When it comes to government, yes. It is wrong, not because democracy always produces ideal outcomes, but because democracy is preferable to rule by a self-selected and necessarily self-interested oligarchy.
It’s depressingly easy, when you appear on Question Time, to get a cheer out of the audience by saying, about almost any subject, “Let’s not treat this as a political football, let’s get the politicians out of the picture and trust the professionals.” On one level, everyone likes the idea of a professional: an expert who can disinterestedly pursue the national interest free from partisan scuffles. But no such person exists. We all have our assumptions and our prejudices – professionals more than anyone, if by “professionals” we mean people who have spent their entire careers in one field.

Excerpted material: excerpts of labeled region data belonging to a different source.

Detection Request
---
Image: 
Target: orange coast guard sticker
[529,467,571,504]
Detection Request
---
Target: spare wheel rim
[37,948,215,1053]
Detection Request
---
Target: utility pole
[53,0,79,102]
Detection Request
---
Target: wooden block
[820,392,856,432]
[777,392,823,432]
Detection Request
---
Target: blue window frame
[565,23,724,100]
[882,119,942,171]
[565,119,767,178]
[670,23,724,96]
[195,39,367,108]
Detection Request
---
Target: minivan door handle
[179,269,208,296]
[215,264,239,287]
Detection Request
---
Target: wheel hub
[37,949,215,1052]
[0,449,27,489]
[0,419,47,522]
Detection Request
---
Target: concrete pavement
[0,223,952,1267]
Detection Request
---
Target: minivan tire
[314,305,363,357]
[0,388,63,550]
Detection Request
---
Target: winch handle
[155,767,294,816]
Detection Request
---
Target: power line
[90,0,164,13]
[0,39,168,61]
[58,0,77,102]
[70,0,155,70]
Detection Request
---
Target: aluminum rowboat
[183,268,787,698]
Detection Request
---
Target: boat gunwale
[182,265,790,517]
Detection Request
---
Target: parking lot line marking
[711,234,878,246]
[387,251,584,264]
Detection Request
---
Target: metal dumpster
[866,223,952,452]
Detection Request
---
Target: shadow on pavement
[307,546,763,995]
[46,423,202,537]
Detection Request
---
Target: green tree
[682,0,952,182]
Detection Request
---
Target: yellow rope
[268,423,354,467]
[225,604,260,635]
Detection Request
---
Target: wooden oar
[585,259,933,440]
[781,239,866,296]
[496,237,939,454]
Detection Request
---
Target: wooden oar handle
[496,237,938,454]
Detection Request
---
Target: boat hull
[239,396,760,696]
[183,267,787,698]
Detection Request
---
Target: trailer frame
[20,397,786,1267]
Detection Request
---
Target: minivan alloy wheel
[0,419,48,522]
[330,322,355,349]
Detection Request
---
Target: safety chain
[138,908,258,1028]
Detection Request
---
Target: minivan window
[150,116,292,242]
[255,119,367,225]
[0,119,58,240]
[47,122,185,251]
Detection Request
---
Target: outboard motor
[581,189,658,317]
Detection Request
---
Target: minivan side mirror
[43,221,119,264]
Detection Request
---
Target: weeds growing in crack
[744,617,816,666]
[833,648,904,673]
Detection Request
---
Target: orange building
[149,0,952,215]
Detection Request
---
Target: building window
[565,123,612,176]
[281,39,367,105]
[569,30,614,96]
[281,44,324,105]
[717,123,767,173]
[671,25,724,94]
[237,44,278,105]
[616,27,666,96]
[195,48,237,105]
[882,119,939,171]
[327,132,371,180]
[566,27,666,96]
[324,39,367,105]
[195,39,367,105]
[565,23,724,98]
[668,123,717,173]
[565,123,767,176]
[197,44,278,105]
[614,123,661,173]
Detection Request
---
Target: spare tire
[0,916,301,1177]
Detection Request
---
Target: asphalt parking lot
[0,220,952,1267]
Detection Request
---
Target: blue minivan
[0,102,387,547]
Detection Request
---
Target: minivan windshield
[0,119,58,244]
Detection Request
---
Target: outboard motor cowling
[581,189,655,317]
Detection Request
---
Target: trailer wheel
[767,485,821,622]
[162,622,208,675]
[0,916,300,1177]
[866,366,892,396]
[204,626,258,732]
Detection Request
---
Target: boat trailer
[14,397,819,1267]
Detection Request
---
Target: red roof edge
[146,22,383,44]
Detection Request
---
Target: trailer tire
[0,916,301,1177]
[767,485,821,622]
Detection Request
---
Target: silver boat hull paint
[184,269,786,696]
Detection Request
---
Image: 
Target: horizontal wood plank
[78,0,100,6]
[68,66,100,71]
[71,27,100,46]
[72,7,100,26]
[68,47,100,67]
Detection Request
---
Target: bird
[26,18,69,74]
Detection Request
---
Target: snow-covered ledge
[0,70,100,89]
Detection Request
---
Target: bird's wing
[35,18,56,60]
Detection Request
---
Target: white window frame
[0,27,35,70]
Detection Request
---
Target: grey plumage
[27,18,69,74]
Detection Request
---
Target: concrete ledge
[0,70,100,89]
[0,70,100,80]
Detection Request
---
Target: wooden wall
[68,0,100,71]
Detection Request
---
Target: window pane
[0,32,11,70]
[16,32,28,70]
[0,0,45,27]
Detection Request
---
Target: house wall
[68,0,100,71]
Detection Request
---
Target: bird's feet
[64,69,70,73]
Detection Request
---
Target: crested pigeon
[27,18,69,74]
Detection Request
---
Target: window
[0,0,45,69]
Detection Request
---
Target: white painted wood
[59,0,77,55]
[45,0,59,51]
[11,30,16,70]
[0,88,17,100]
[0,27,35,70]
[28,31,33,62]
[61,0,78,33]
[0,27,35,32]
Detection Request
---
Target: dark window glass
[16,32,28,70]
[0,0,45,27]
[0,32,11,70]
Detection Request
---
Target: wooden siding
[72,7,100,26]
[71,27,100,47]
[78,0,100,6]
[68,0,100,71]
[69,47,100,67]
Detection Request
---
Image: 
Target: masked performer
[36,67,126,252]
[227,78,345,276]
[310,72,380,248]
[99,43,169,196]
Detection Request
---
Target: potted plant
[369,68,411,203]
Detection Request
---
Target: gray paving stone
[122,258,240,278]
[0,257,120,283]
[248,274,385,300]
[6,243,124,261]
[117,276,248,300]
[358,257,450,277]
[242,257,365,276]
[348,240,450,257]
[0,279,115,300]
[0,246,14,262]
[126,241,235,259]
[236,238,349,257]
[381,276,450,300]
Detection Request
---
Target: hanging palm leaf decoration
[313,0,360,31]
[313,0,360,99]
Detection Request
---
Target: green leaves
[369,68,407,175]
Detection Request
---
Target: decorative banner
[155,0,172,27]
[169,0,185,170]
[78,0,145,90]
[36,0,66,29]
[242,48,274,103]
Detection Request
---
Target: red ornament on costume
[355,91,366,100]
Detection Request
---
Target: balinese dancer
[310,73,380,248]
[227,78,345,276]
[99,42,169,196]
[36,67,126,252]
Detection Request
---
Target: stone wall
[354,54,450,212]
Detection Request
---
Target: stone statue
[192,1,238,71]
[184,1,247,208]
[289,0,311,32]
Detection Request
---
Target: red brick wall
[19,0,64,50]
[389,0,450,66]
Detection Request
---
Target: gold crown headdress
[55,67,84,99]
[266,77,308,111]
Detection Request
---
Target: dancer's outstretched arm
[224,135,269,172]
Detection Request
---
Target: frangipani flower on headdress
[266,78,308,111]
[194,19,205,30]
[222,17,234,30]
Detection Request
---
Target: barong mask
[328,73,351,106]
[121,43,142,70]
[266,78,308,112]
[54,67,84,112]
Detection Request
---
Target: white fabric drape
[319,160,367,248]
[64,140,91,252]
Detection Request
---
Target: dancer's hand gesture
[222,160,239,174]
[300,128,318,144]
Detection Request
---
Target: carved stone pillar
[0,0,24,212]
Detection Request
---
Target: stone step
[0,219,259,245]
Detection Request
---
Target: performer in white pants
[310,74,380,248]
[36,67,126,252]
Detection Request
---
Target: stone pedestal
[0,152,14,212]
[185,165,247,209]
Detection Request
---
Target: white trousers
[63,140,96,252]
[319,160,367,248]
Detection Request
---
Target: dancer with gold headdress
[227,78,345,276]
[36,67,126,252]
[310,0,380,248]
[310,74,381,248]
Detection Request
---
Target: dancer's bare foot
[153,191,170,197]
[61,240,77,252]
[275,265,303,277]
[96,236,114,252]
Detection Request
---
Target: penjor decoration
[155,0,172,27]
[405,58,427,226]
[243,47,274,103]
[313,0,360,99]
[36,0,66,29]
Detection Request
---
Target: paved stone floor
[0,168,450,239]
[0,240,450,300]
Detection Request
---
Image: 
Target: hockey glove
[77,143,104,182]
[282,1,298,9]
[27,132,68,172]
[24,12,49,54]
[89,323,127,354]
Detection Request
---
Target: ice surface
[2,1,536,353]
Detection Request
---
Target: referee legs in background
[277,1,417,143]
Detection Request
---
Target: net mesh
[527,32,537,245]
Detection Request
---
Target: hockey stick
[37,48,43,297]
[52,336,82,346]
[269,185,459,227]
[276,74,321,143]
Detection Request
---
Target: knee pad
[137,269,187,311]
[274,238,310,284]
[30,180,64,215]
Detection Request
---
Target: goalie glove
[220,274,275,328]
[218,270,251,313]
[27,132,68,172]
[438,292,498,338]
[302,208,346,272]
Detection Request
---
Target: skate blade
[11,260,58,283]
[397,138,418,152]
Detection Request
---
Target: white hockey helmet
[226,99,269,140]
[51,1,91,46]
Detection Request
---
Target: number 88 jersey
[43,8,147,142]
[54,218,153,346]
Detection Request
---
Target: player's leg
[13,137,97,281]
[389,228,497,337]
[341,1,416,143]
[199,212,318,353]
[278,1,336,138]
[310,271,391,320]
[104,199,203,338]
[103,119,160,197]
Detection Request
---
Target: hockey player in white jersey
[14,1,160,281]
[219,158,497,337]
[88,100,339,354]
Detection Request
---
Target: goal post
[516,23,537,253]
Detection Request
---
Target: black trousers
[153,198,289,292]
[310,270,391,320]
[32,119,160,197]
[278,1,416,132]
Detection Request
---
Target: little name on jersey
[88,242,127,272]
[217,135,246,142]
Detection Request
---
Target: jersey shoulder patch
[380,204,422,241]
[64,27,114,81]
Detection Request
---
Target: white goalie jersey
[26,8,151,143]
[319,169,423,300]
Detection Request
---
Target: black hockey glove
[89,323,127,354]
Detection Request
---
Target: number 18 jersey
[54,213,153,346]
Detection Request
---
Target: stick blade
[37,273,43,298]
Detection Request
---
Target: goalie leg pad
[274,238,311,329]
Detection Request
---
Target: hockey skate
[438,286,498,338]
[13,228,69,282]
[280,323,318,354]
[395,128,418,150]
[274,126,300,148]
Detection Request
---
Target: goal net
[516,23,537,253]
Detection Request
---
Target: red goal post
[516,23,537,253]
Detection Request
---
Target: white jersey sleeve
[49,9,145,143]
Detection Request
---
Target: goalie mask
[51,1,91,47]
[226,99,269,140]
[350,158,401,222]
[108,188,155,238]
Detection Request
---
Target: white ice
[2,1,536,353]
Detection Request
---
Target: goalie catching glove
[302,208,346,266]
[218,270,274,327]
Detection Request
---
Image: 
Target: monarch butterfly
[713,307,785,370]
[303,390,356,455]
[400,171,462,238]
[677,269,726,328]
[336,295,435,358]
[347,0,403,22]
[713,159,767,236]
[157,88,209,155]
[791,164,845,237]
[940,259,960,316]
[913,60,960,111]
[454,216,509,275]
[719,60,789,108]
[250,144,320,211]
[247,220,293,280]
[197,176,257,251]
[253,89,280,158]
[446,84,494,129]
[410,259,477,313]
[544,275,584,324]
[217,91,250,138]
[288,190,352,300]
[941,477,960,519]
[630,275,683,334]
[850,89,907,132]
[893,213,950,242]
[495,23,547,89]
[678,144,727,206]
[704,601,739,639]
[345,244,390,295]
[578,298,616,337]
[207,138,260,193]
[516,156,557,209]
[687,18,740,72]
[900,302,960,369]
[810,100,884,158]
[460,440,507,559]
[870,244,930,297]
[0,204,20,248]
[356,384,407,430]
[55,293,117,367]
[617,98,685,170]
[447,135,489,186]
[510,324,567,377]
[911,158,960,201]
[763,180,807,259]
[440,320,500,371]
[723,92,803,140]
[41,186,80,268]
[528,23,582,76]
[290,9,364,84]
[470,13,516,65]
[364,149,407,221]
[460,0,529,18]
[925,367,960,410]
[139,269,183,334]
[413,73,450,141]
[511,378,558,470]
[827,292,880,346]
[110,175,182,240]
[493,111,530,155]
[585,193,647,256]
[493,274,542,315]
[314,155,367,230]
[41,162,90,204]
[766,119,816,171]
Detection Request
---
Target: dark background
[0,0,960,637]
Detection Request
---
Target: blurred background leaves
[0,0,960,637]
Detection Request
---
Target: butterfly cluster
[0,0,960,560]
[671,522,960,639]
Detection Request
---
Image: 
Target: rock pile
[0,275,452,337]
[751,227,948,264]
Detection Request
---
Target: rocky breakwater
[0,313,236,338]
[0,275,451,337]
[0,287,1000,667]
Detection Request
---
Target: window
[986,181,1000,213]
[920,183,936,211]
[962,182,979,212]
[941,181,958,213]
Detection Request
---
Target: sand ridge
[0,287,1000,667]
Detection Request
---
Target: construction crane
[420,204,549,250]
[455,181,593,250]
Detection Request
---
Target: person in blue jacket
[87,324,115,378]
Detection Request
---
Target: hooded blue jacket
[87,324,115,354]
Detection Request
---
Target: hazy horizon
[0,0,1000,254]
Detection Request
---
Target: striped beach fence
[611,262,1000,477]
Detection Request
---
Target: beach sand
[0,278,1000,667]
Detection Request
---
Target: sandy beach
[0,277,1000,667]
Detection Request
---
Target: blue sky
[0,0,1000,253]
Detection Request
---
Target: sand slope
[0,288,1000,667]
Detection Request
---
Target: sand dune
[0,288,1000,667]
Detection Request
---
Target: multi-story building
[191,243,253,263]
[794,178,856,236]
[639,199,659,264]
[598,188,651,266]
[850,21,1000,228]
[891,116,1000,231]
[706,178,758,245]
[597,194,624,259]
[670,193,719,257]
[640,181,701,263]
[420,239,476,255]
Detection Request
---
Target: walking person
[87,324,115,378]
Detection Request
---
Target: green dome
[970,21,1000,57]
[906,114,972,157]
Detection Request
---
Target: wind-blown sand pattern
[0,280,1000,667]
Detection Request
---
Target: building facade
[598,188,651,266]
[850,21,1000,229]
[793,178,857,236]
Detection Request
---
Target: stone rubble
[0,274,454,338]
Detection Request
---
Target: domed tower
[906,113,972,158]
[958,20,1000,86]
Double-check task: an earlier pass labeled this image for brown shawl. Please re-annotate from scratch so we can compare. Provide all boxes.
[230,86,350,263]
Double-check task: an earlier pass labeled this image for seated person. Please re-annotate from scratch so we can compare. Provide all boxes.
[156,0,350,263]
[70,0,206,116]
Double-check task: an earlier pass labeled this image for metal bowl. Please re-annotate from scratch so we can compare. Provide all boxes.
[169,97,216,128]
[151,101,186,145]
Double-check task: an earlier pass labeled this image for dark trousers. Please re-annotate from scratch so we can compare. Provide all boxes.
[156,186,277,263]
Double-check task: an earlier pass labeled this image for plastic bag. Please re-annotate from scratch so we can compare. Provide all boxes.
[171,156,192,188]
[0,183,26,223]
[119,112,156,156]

Left to themselves, professionals, being human, will arrange things around their own convenience, not the general population’s. Representative government exists precisely to curb this tendency. The best ministers are those who challenge the tendency to producer capture in their departments, as Michael Gove did at Education and Owen Paterson at DEFRA.
Experts often get things hideously wrong. When the entire Establishment coalesces around a fashionable idea, ordinary people are right to become suspicious. Everyone knew that it was wise to appease the Nazis in the 1930s, to nationalise industry in the 1940s, to have a planned economy in the 1950s, comprehensive education in the 1960s, prices and incomes policies in the 1970s. Everyone knew that it was sensible to back the ERM in the 1980s, the euro in the 1990s, the bailouts in the 2000s. Everyone, that is, except the general population.
There is a lively debate about why clever and educated people are prone to massive misjudgements. One theory is that, being clever, they over-value their hunches and, when those hunches are reinforced by others of their own caste, become far more prone than the general population to groupthink.
Be that as it may, distrust of the general population has been the justification of every tyranny in history. That’s the essence of Churchill’s quip, now so frequently quoted that we rarely pause to consider it, about democracy being the worst system apart from all the other that have been tried from time to time.
Is there a middle way between the rule of the Davos Men and the rage of Donald Trump? Yes. It’s called parliamentary democracy and, for a long time, we took it for granted as our normal condition. The more responsibility you give people, the more responsibly they’ll behave. That’s the system I’ll be voting for on 23 June.